Credit bidding gets out-of-whack when an under-secured creditor has an incentive to credit bid more than the market value of its collateral. This is “bidding funny-money.”
–If, for example, a creditor has a $100,000 loan balance, but its collateral has a market value of only $50,000, this creditor might have an incentive to bid more than $50,000—that’s the funny-money. The creditor knows it has a bidding advantage, because the creditor is bidding dollars it will never recover (i.e., the funny-money) against real-dollar bids from others.
–Reasons for a secured creditor’s funny-money bid might include, (i) testing how high other bidders will actually go, (ii) wanting to re-market the collateral later, or (iii) preventing someone else from getting the collateral.

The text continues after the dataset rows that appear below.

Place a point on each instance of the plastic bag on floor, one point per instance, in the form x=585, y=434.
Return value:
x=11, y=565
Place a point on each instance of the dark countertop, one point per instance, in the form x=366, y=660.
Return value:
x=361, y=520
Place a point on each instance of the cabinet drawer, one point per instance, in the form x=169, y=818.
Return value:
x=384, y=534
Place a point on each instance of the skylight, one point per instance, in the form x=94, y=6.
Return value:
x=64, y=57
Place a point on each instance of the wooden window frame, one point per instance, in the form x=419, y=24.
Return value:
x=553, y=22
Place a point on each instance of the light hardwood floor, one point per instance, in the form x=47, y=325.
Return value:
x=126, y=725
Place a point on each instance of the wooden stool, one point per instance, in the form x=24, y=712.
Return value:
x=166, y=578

Competing bidders understand this funny-money problem. So, they tend to back-away from sales where credit bidding can occur. This is a huge problem. It chills competitive bidding and accounts for many failed bankruptcy auctions.
A Funny-Money Example
Here’s an example of a funny-money credit bid that actually happened:
There is a bankruptcy auction of a closed-down processing facility in the upper Midwest. Extensive advertising efforts result in a $13 million opening cash bid from a highly qualified buyer, who intends to reopen the facility immediately and start employing many people, purchasing huge quantities of goods and services, paying large amounts of Federal, state, and local taxes, etc. Whereupon, the under-secured creditor counters with a $32 million credit bid . . . and that’s the end of the auction. Thereafter, the facility remains closed for a long time.
There is no way this facility had a fair market value, in that auction, anywhere near the $32 million credit bid. Why did the secured creditor make such a high bid? Only they know. But the immediate effect of their bid is to bury any possibility of an ongoing business that would maximize value for many, many people.
This lender presents a funny-money credit bid. And everyone else pays a heavy price in lost opportunities!
The RadLAX Analysis
The Supreme Court’s analysis in its RadLAX opinion is, almost entirely, a grammatical parsing of Bankruptcy Code language. For example, the Court writes:
“The general/specific canon [of statutory interpretation] is perhaps most frequently applied to statutes in which a general permission or prohibition is contradicted by a specific prohibition or permission. To eliminate the contradiction, the specific provision is construed as an exception to the general one. . . . But the canon has full application as well to statutes such as the one here, in which a general authorization and a more limited, specific authorization exist side-by-side. There the canon avoids not contradiction but the superfluity of a specific provision that is swallowed by the general one, “violat[ing] the cardinal rule that, if possible, effect shall be given to every clause and part of a statute.”
I’m fine with this kind of analysis, of course. Heck, they know vastly more than I about such things.
A Disappointment
But what’s disappointing is this:
Not once does the Supreme Court opinion, in RadLAX, even mention the need for market-driven bidding in bankruptcy auctions to maximize value for everyone. And not once does the Supreme Court give even a nod-of-the-head or of-the-keyboard to the funny-money problem.
–And that’s despite references in the opinion to such statutory criteria as, (i) “common sense” in interpreting §1129(b)(2)(A), (ii) a “fair and equitable” standard for plan confirmation, and (iii) limiting credit bidding rights “for cause” under § 363(k).
In a ruling like RadLAX, it would be helpful to know that the Justices, (i) acknowledge the existence of the funny-money component of credit bidding, and (ii) are making a conscious choice in favor of continuing the funny-money pathology over a more market-driven approach. Otherwise, it looks like they don’t understand what happens out here in the real world of day-to-day bankruptcy cases—or don’t care.